*****Trigger warning, panic attacks.****
Sometimes, it got too loud.
It wasn't often. Happy had a handle on things, the Tacoma Killer didn't break, but sometimes he chipped.
No walls have ever been infallible; every great stronghold has been breached.
Nights like these, the bad nights, he was a restless mass of energy. No part of his house wasn't paced; his arms were itched raw, scalp scrubbed with blunt nails.
Onion hated the loud nights. Happy hated that he noticed. The white pitbull would sit and watch him for hours, growling at the demons that rattled in Happy's head.
Tonight, it was one of the worst since he was all alone, before the club, before Onion, before he knew that people could like him just fine, even with his occupation and his blunt personality.
The faces on his stomach burned, the voices of the damned hissing at him in the dark, and he absently scratched at them, willing them to keep their voices down.
He wasn't ashamed of what he did, his job was as necessary as any other, or at least that's how he justified it. Seldom did he ever have to justify it to himself.

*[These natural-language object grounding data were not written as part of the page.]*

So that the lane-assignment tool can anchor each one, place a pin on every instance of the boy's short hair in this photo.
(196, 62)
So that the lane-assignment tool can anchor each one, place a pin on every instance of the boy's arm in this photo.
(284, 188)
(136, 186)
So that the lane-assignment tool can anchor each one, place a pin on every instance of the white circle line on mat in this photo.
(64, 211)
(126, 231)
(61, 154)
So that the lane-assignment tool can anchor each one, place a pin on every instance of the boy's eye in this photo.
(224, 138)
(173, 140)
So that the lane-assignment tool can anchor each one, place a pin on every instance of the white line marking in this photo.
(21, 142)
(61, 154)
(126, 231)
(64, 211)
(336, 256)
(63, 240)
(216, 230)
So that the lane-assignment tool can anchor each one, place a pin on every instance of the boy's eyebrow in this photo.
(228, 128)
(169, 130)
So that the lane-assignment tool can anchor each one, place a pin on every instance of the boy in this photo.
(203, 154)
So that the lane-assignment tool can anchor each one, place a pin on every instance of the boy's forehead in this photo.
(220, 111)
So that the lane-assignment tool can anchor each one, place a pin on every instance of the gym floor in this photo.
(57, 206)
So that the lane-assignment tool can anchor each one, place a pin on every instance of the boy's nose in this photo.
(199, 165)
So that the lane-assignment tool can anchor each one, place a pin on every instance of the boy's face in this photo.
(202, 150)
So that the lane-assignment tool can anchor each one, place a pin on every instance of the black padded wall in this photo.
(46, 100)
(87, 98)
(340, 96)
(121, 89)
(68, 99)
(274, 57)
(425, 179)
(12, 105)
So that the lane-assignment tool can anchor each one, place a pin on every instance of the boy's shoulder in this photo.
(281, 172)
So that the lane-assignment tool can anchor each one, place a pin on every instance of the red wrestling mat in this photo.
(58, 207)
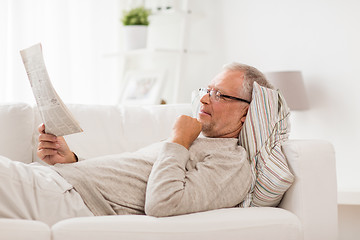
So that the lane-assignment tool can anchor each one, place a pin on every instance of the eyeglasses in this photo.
(217, 95)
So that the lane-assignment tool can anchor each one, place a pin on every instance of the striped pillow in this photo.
(266, 127)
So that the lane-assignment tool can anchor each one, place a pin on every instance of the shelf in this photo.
(349, 197)
(151, 51)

There wouldn't be a need for the Tacoma killer if people didn't need the Tacoma killer.
Supply and demand, the cycle of commerce.
Happy figured he was just as brutal as any other corporation, even though the product was first-degree murder.

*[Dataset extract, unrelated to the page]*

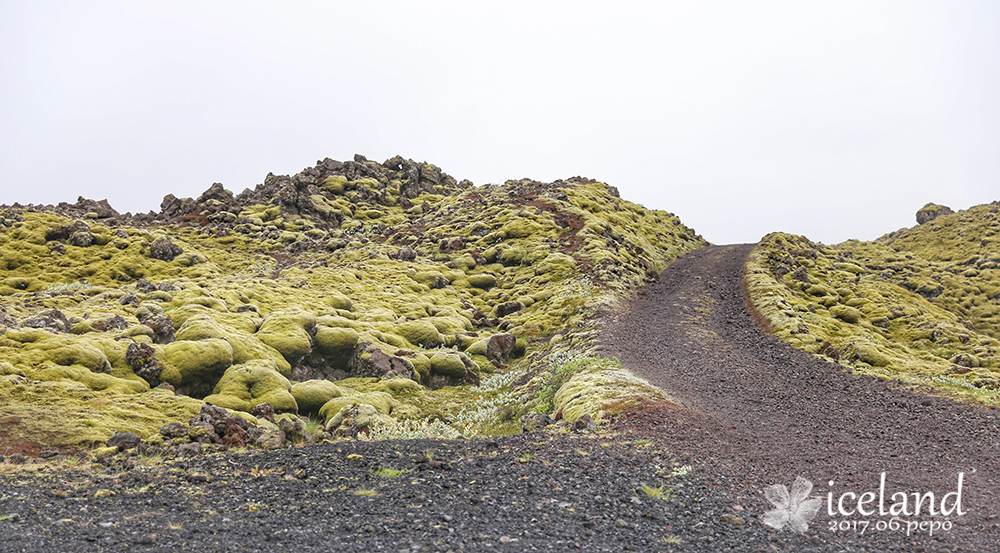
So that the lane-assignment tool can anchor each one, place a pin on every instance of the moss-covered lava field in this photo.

The knobs of the kitchen cabinet clacked down the knocks in his spine like ladder rungs as he slid to the floor, knees tucked under his chin.
He couldn't breathe, and what little oxygen he was getting was in short hard bursts that ripped open his chest like fire.
Onion whined, heavy paw crushing the top of his foot as the beast wiggled in closer, snuffling against his buzzed head.
With a shaking body, he let Onion worm his way in, even though the process of calling his limbs back to him was an agonizing one. Onion was in need of a good scrub down. Happy determined this in the infinitesimal part of his brain that was coherent as he buried his face into the slobbering dog's neck, arms looped around his neck. He was probably squeezing too hard, but the pittie wasn't protesting, so he latched onto the tether of reality.
Time didn't exist for him, sitting in the dark, holding his dog, battling for each breath, every heartbeat ricocheting in his head like a gunshot.
In the dark, his phone pinged, lighting up the room in its blinding glow. He couldn't remember where he had dropped it in his endless pacing.
His head snapped, fight or flight kicking in at the sudden noise, momentarily overriding the boiling panic in his body.
Onion shuffled with him to the phone, a slow-moving eight-limbed creature.
He collapsed on the floor next to the device, grunting as Onion stepped on his stomach while he settled himself overtop him.
Text message from: Sunshine
Happy blinked, unsure if he had read that correctly. He had never hallucinated from a panic attack before, but he didn't put it past the realm of possibility.
He clicked on the message, fingers trembling too hard to hold the phone properly.
It was a picture.
Happy struggled to focus his eyes, the brown blur of the picture slowly coming into center.
It was the puppy, Peaches, sitting on a kitchen floor like he was, head cocked to the side at something Sunshine was saying.